Finding near-duplicate and related documents in milliseconds using MinHash LSH and distributed computing
Status: 🚧 In Development - Phase 1
A production-grade document similarity system that processes streaming documents, identifies near-duplicates, and surfaces related content in real-time.
Use Case: Plagiarism Detection for arXiv Papers
- Dataset: 100K arXiv paper abstracts
- Problem: Identify submitted papers similar to existing work
- Scale: Processing 100K+ documents
- Requirement: Sub-second query response for new submissions
- Core Algorithm: MinHash + Locality-Sensitive Hashing (LSH)
- Distributed Computing: Apache Spark
- Storage: Redis (in-memory index)
- API: FastAPI
- Deployment: Docker
- Phase 1: System Architecture & Local Prototype
- Phase 2: Scale with Spark + Distributed Storage
- Phase 3: REST API + Query Service
- Phase 4: Production Deployment & Monitoring
- Project setup
- Dataset acquisition (arXiv 100K abstracts)
- MinHash implementation
- Text preprocessing pipeline
- Baseline end-to-end demo
- Dataset: 10,000 arXiv abstracts
- Technology: Pure Python, single-threaded
- Indexing throughput: 4 docs/sec
- Query latency: 218ms
- Total indexing time: 41 minutes
- Dataset: 99,904 arXiv abstracts (10x scale)
- Technology: Apache Spark distributed computing
- Indexing throughput: 172 docs/sec (43x improvement 🚀)

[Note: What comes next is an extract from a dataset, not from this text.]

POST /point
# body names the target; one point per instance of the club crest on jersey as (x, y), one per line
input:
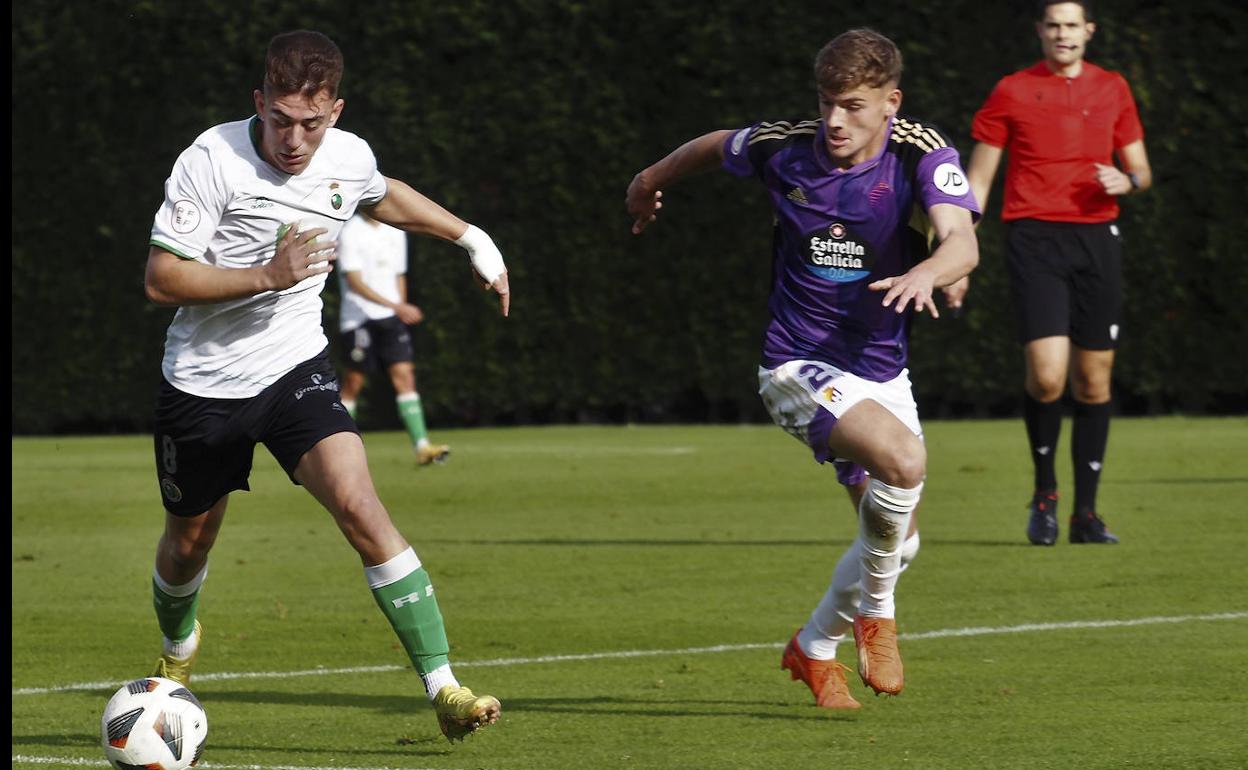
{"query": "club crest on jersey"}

- Query latency: TBD (Phase 3)
- Total pipeline time: 10 minutes
- Storage format: Parquet (compressed, columnar)
Key Achievement: Superlinear speedup through parallelization - 10x more data processed 4.2x faster.
| Dataset Size | Estimated Time | Status |
|---|---|---|
| 10K papers | 42 seconds | ✅ Complete |
| 100K papers | 10 minutes | ✅ Complete |
| 1M papers | ~97 minutes | 📊 Projected |
| 2.3M papers (full arXiv) | ~3.7 hours | 📊 Projected |
Benchmarked on: [10-core cpu, 16GB RAM]
Key Findings:
- Query latency: 218ms (sub-second response ✅)
- Median similarity: 0.18 (healthy distribution, no pathological clustering)
- Threshold: 0.3 effectively filters top ~15-20% most similar papers
- Indexing throughput: 4 docs/sec (identified bottleneck for Phase 2 optimization)
The system successfully identifies similar papers across diverse domains (physics, mathematics, computer science) with consistent performance.
├── data/ # Dataset files (not tracked in git)
├── docs/ # Documentation
├── notebooks/ # Jupyter notebooks for exploration
├── src/ # Source code
│ ├── similarity/ # MinHash + LSH implementation
│ ├── preprocessing/ # Text processing
│ └── pipeline/ # End-to-end pipeline
├── tests/ # Unit tests
├── README.md
└── requirements.txt
Phase 1: Done!!
Portfolio Context: This project demonstrates end-to-end ML system design, scalable algorithms, and production engineering thinking - translating academic ML concepts into deployable systems.